Disclosure of amyloid status is not a barrier to recruitment in preclinical Alzheimer's disease clinical trials

Abstract

Preclinical Alzheimer's disease (AD) clinical trials may require participants to learn if they meet biomarker enrollment criteria. To examine whether this requirement will impact trial recruitment, we presented 132 older community volunteers who self-reported normal cognition with 1 of 2 hypothetical informed consent forms (ICFs) describing an AD prevention clinical trial. Both ICFs described amyloid Positron Emission Tomography scans. One ICF stated that scan results would not be shared with the participants (blinded enrollment); the other stated that only persons with elevated amyloid would be eligible (transparent enrollment). Participants rated their likelihood of enrollment and completed an interview with a research assistant. We found no difference between the groups in willingness to participate. Study risks and the requirement of a study partner were reported as the most important factors in the decision whether to enroll. The requirement of biomarker disclosure may not slow recruitment to preclinical AD trials.

Introduction

Biomarkers of Alzheimer's disease (AD) are present years before a person has overt cognitive impairment (Bateman et al., 2011, Lim et al., 2014, Morris et al., 2009, Pietrzak et al., 2015, Price et al., 2009), supporting the hypothesis that interventions initiated at these early “preclinical” stages, when neurodegeneration is minimal, may have the greatest likelihood of altering the natural history of AD (Sperling et al., 2011b). To facilitate testing this hypothesis, a working group sponsored by the National Institute on Aging and the Alzheimer's Association proposed research diagnostic criteria for a preclinical stage of AD (Sperling et al., 2011a). In this stage, cognition remains normal or only subtly impaired, but biomarker evidence of AD is present.

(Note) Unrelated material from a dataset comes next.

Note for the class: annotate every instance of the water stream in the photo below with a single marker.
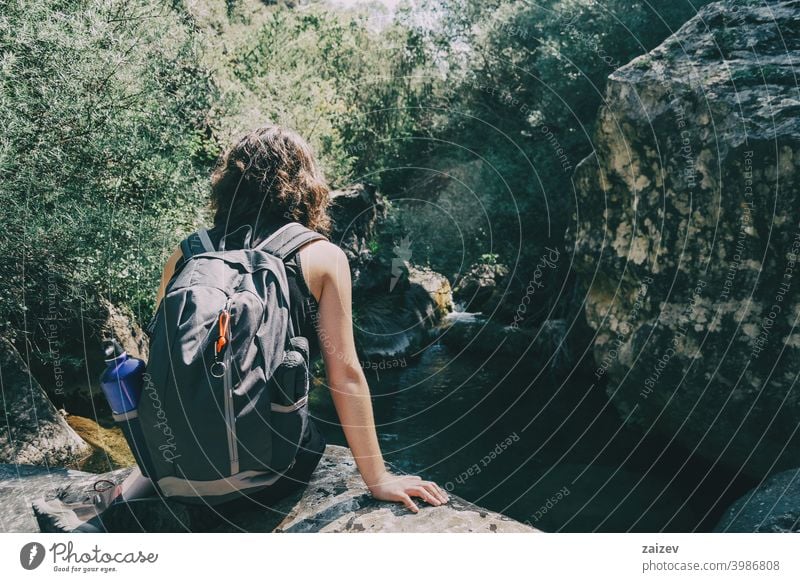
(555, 455)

Preclinical AD trials must implement 1 of 2 designs: blinded or transparent enrollment (Kim et al., 2015). Blinded designs do not disclose biomarker results to participants. They enroll a proportion of participants who do not demonstrate AD biomarkers so that enrollment is not a de facto disclosure of biomarker status. These participants are nonrandomly assigned to placebo, undergo all study procedures, and are followed for the duration of the study. With transparent enrollment, only those who demonstrate biomarker criteria are enrolled and randomized. Biomarker results are disclosed when an investigator informs a person whether he or she is eligible. Both designs have unique risks. For example, blinded enrollment trials may inadvertently disclose biomarker status to participants who do not wish to learn it (Hooper et al., 2013, Kim et al., 2015), whereas transparent enrollment trials bring unique challenges related to confidentiality and the social and psychological impact of learning biomarker results (Arias and Karlawish, 2014).

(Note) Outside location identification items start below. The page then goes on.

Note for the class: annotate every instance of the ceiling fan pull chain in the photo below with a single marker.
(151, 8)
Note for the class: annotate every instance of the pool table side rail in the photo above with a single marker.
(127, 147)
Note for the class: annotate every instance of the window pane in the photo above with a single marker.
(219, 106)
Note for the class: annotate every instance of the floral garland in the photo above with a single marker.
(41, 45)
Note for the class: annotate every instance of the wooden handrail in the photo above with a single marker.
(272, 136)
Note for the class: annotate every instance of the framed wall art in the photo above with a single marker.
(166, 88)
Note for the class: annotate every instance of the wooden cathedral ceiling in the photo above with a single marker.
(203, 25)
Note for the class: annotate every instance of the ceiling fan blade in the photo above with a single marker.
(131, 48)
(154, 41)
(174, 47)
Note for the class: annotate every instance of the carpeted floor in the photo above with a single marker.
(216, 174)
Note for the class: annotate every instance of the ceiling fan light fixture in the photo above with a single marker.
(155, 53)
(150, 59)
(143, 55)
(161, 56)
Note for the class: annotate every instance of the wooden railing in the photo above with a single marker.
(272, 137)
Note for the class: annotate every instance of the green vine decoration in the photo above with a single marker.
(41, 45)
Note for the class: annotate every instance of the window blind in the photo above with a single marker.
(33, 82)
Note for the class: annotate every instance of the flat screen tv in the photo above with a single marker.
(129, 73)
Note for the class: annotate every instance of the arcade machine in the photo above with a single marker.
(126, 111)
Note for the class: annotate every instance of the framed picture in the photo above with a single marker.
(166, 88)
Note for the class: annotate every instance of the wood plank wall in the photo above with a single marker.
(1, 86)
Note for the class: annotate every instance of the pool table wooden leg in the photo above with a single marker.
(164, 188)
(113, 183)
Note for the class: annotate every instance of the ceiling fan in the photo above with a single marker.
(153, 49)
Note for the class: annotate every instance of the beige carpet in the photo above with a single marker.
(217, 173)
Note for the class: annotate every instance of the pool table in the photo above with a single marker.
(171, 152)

Which of these designs should researchers use? The answer to this question engages several considerations, including the use of limited resources, the need for timely progress, study feasibility, and the ethical implications of trial designs. The purpose of this study was to empirically inform 1 specific consideration: the impact on participant recruitment. It is unknown how these 2 designs will impact recruitment timelines. Also unknown are the factors that might explain why one design is more appealing than the other. Participants' views cannot entirely settle the competing ethical, clinical, and resource considerations, but they do provide an important perspective on how, on a person-by-person basis, they settle these issues. Absent empirical data, trialists, institutional review boards, and funders can only speculate over how blinded versus transparent designs impact enrollment, or simply implement these designs and learn from the efforts.

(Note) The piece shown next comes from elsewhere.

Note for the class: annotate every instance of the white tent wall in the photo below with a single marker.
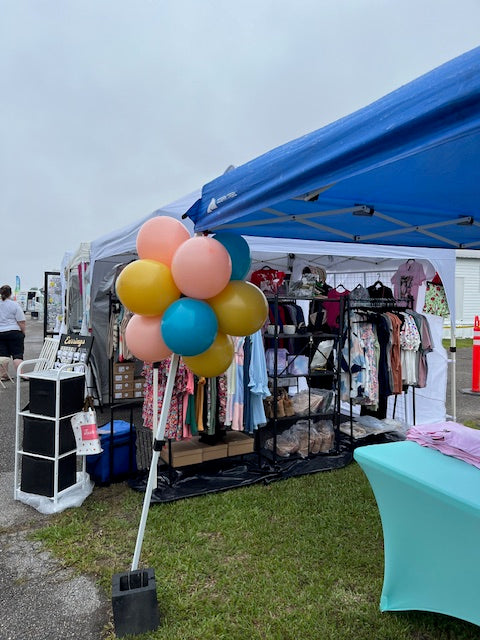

Transparent enrollment preclinical AD trials require people to learn risk information for a disease for which no treatment exists or may ever exist. But compared to blinded enrollment trials, these trials require fewer participants and closely approximate how clinicians will diagnose and treat sporadic preclinical AD (Burns and Klunk, 2012). If transparent enrollment trials suffer from slow recruitment, then, despite smaller overall sample sizes, these trials may be less efficient than those using blinded designs. Here, we test the hypothesis that a preclinical AD trial with transparent enrollment will have poorer recruitment than one with blinded enrollment. A secondary aim was to identify clinical and trial factors associated with willingness to enroll. We chose to study persons with interest in AD research because they approximate the kinds of persons who would be recruited for a preclinical AD trial.